Former Chad dictator sentenced to life imprisonment

Habre, 74, was convicted of war crimes, crimes against humanity and torture.


Former Chad dictator Hissene Habre, who seized power in 1982, embarking on an eight-year campaign of brutal atrocities, has been sentenced to life behind bars after judges in Dakar, Senegal, on Thursday upheld an earlier conviction by the Extraordinary African Chambers.

The earlier conviction by the Chambers, a legal body created by Senegal and the African Union, in May 2016 set a global precedent as for the first time a country had prosecuted a former leader of another nation for rights abuses, AFP reported.
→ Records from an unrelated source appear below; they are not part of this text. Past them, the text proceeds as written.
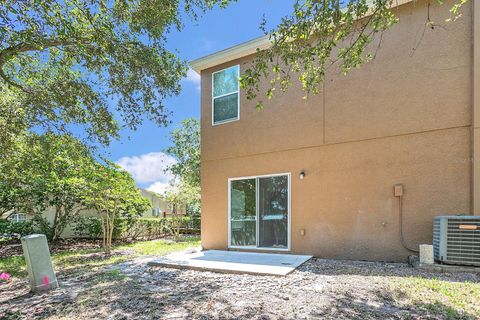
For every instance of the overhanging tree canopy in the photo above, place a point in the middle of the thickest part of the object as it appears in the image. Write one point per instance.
(318, 35)
(61, 61)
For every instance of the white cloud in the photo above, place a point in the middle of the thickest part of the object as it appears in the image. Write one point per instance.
(159, 187)
(193, 77)
(149, 167)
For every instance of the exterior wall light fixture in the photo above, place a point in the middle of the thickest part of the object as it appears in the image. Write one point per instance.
(302, 175)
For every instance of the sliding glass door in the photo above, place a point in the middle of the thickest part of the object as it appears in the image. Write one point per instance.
(259, 212)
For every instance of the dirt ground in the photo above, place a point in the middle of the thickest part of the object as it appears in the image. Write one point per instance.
(319, 289)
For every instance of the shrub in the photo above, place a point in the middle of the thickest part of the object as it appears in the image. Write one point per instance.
(10, 230)
(136, 228)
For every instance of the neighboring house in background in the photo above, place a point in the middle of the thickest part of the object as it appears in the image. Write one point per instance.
(160, 208)
(317, 176)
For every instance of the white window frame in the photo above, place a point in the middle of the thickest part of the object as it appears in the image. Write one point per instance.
(289, 222)
(226, 94)
(16, 217)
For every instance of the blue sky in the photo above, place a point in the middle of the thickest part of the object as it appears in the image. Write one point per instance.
(140, 152)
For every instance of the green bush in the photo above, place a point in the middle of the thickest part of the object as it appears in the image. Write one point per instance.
(9, 228)
(134, 228)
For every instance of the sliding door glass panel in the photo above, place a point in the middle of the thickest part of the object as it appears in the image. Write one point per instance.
(243, 224)
(273, 212)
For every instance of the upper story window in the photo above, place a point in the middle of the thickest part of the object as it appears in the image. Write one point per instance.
(18, 217)
(225, 95)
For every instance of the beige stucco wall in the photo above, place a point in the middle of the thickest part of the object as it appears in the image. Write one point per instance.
(404, 118)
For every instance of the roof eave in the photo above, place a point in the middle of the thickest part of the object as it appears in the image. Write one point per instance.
(232, 53)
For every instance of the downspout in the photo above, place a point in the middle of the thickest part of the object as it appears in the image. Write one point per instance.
(398, 192)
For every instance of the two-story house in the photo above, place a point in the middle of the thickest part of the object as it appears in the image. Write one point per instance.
(359, 170)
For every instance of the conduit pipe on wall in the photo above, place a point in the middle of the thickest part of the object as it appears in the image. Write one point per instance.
(400, 211)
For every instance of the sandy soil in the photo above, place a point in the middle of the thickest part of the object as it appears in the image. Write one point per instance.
(320, 289)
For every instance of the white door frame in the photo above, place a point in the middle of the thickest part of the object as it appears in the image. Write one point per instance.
(289, 224)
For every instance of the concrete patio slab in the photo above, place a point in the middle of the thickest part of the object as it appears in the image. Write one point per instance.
(233, 262)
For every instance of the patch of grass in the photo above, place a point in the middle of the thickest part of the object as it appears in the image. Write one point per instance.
(111, 275)
(15, 265)
(160, 247)
(447, 299)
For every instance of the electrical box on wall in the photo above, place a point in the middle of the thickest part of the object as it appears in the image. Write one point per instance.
(398, 190)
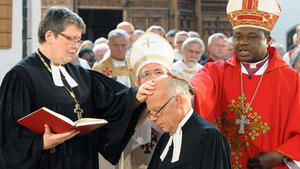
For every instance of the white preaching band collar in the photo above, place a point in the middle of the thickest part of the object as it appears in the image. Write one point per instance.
(177, 140)
(56, 76)
(253, 65)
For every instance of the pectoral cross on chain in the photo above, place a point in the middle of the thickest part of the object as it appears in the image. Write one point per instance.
(242, 123)
(78, 110)
(148, 43)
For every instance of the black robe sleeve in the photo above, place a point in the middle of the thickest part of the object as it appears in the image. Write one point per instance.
(118, 108)
(203, 147)
(19, 147)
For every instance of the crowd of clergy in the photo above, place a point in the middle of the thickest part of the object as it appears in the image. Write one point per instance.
(231, 103)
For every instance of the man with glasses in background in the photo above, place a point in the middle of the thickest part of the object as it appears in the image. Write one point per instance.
(189, 140)
(151, 57)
Habre, 74, was convicted of war crimes, crimes against humanity and torture.

The Extraordinary African Chambers had also ordered him last July to pay compensation to each victim who suffered rape, arbitrary detention and imprisonment during his rule, as well as to their relatives, a decision also upheld on Thursday.

Forty thousand people were killed during his reign, which was accompanied by the persecution of dissenters incorporating torture and the execution of opponents, similar to Chilean dictator Augusto Pinochet.

He made headlines in 1974 when he kidnapped a French ethnologist who was held for three years before France agreed to terms for her release.

Habre fled to Senegal after he was ousted by current Chadian President Idriss Deby in 1990.